2. ЕДИНИЧНЫЙ И "MAN"

2. ЕДИНИЧНЫЙ И "MAN"

     Подобно тому как посредством своеобразного напряжения экзистенциально-философское отношение к миру вообще отличалось, в первую очередь, от совершенно родственного подхода философии жизни, нечто похожее, в частности, происходит и в случае отношения к окружающим людям. В естественном личном бытии человек живет в сообществе с окружающими его людьми. Такова общая исходная точка. Однако в экзистенциальной философии это сообщество видится не в качестве некоего средоточия ценности, не как нечто, что поддерживало бы отдельного человека и ему содействовало, но совсем наоборот: как то, что удерживает человека от подлинности его существования. Подобно тому как экзистенциальная философия вообще должна обесценивать естественное личное бытие, а подлинное существование может реализовываться лишь в категорическом размежевании с этим бытием, так и совместное бытие с другими может восприниматься теперь в качестве одной из форм "отданности" миру. Лишь в категорическом разрыве с этим осуществляется прорыв к подлинности. Стало быть, экзистенциальное существование всегда и неизбежно представляет собой выделяющееся на фоне общности существование отдельного человека.

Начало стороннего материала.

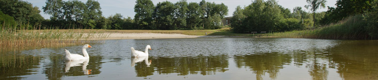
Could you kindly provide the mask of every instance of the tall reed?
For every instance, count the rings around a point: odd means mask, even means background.
[[[357,15],[339,22],[312,30],[296,30],[270,34],[280,38],[327,39],[370,39],[365,27],[366,21],[362,15]]]
[[[3,28],[0,31],[0,47],[22,48],[45,47],[72,44],[101,42],[108,35],[95,31],[83,32],[83,29],[23,30]]]

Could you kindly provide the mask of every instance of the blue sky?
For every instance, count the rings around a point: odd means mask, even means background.
[[[36,6],[39,7],[39,10],[42,12],[40,13],[45,19],[49,19],[50,15],[45,14],[43,13],[43,10],[42,9],[42,6],[46,5],[45,2],[47,0],[22,0],[27,1],[33,4],[33,6]],[[68,0],[63,0],[63,1],[68,1]],[[79,0],[85,3],[87,0]],[[176,3],[179,0],[152,0],[155,5],[156,5],[158,2],[164,1],[169,1],[173,3]],[[195,2],[199,3],[202,0],[187,0],[188,2]],[[240,5],[244,7],[250,4],[252,0],[205,0],[206,1],[214,2],[219,4],[221,3],[224,3],[228,7],[228,15],[227,16],[232,16],[232,13],[235,11],[236,6]],[[276,0],[278,1],[278,4],[281,5],[285,8],[289,8],[292,11],[293,8],[296,6],[302,7],[303,9],[306,9],[307,12],[309,12],[309,10],[304,7],[304,5],[307,5],[307,3],[306,0]],[[326,6],[335,7],[335,4],[337,0],[327,0]],[[110,15],[114,15],[116,13],[121,13],[124,17],[127,16],[134,18],[134,15],[135,13],[134,12],[134,6],[135,5],[136,0],[97,0],[100,3],[100,6],[101,7],[101,11],[102,15],[105,17],[109,16]],[[320,9],[317,10],[317,12],[327,11],[328,10],[327,7],[325,8]]]

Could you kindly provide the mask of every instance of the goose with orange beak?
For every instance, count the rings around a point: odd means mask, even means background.
[[[89,59],[89,55],[87,52],[87,48],[92,47],[89,44],[83,46],[82,51],[84,56],[78,54],[72,54],[68,50],[65,50],[65,59],[67,61],[75,61],[84,59]]]
[[[148,49],[152,50],[152,49],[151,49],[151,46],[149,45],[147,45],[147,46],[146,46],[144,52],[135,50],[133,47],[130,48],[130,49],[131,49],[131,57],[134,57],[148,56]]]

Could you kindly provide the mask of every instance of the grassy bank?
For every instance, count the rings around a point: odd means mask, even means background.
[[[339,22],[313,30],[293,31],[269,34],[279,38],[343,40],[372,39],[366,31],[366,22],[362,15],[356,15]]]
[[[73,44],[85,44],[91,39],[105,38],[103,32],[84,30],[15,30],[4,29],[0,31],[0,46],[1,49],[28,47],[46,47],[64,46]]]

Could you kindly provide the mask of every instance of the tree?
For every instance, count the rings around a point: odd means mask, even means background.
[[[96,25],[95,21],[98,20],[102,15],[100,3],[94,0],[88,0],[85,5],[87,8],[84,11],[83,21],[90,28],[94,28]]]
[[[246,30],[245,26],[243,26],[243,24],[244,21],[244,18],[246,16],[243,14],[243,9],[241,9],[240,6],[237,6],[235,11],[234,12],[233,14],[233,17],[231,18],[231,27],[233,28],[234,32],[235,33],[241,33],[245,32]]]
[[[174,4],[177,9],[174,11],[174,24],[178,29],[188,29],[187,27],[187,13],[189,11],[188,9],[188,2],[186,0],[180,0]]]
[[[175,10],[177,9],[174,5],[169,1],[159,2],[156,5],[154,12],[154,17],[156,21],[157,28],[160,30],[174,30],[177,27],[173,23]]]
[[[135,15],[134,19],[139,27],[138,29],[151,29],[153,21],[152,13],[155,6],[151,0],[137,0],[134,7]]]
[[[326,0],[306,0],[308,5],[304,6],[306,8],[310,9],[313,12],[314,16],[314,27],[315,27],[315,12],[318,9],[326,7]]]
[[[63,1],[62,0],[46,0],[46,6],[43,6],[43,12],[51,15],[50,19],[56,21],[63,19],[63,11],[62,8],[63,7]]]
[[[18,25],[38,24],[43,20],[40,11],[32,3],[20,0],[0,0],[0,11],[13,17]]]
[[[196,29],[197,27],[202,26],[201,22],[202,19],[201,18],[201,7],[198,3],[195,2],[190,2],[188,6],[188,18],[187,18],[187,23],[189,29]]]
[[[4,29],[8,27],[13,27],[16,23],[13,17],[4,14],[0,11],[0,29]]]
[[[369,32],[372,39],[378,38],[378,0],[372,2],[372,9],[366,11],[364,15],[364,20],[367,22],[365,28]]]
[[[114,15],[110,15],[108,18],[110,21],[109,24],[110,29],[120,30],[123,28],[122,27],[123,16],[120,13],[115,13]]]
[[[371,11],[372,6],[375,4],[372,2],[375,1],[376,0],[338,0],[335,4],[336,7],[328,7],[324,18],[321,21],[321,24],[336,23],[349,16]]]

     И это опять-таки оказывается не случайным мнением одного из экзистенциальных философов, а с неизбежной необходимостью возникает из самой сущности существования и оттого имеет значение для всех философов, хотя и варьируется у каждого в отдельности особенным образом. Прорыв к экзистенциальному существованию исполняется лишь в одиночестве отдельной души. При этом никакое сообщество не может оказать ей содействия - оно может лишь препятствовать принятию на себя всей тяжести экзистенциального существования. Так, характерно, что у Кьеркегора человек сущностно существует в качестве "единичного", т. е. в собственном экзистенциальном существовании он настолько отброшен к самому себе, что все отношения с сообществом при этом блекнут как несущественные. Поэтому "единичный" становится в кьеркегоровской мысли фундаментальным определением.

     У Ясперса дело обстоит точно так же. Хотя неоднократно указывается на то, сколь существенным может оказаться для пробуждения экзистенциального существования соприкосновение с другим человеком, однако речь всегда идет о встрече одной одинокой души с другой одинокой душой, причем не во временном протяжение, а обязательно лишь в коротком соприкосновении. Для Ясперса также характерно, что другие люди выступают у него, в сущности, как безответственная масса, которая грозит полностью нивелировать реальное самосознание отдельного человека. Масса неизбежно разрушает экзистенциальное существование и потому представляет собственную опасность современности. "Духовная ситуация времени" (65) прежде всего пронизана полемикой с разрушающими экзистенциальное существование воздействиями современного массового бытия (das Massendasein). Ясперс обозначает его прямо-таки как "личное бытие без экзистенциального существования". Лишь в категорическом разрыве с этим роением (der Betrieb) в отдельном человеке совершается прорыв к собственному экзистенциальному существованию. В своей не связанной столь непосредственным образом с проблемами времени "Философии" Ясперс обозначает массовое человеческое бытие как "мы все". "Не остается ничего, кроме общественного бытия (gesellschaftliches Dasein), и я заключаюсь (sein) в том, что имею в нем согласно правам и обязанностям. Каждый в принципе подобен другому, представляя собой лишь еще один экземпляр, который должен равным образом обладать своей долей в общественных возможностях, обеспечение работе и потреблении. В качестве этого социального Я я становлюсь подобен всем" (II 30). И далее он характеризует это состояние следующим образом: "В наивном личном бытии я делаю то, что делают все, верю в то, во что верят все, думаю так, как думают все. Мнения, цели, страхи, радости переходят от одного к другому, при том что никто этого не замечает, поскольку имеет место исходная беспроблемная "идентификация всех со всеми" (II 51).

     Однако наиболее категорично эти отношения исследуются Хайдеггером. Ежедневное состояние жизни в сообществе у него обозначается как основной закон "man", в смысле безличного местоимения, как обычно говорят, что "думают" так-то и так-то или так-то и так-то "ведут себя" (66). Отдельный человек в повседневном бытии действует не сообразно своей собственной свободе и ответственной решимости, а оказывается движимым и руководимым непостижимым и незаметным влиянием "man". Он думает, как "думают", он действует как "действуют". В анонимной коллективности этого "man" нивелируется любая особенность отдельного человека, под давлением невидимой и тем не менее неотразимой силы все стало однообразным. Человек же является не самим собой, а в нем живет "man".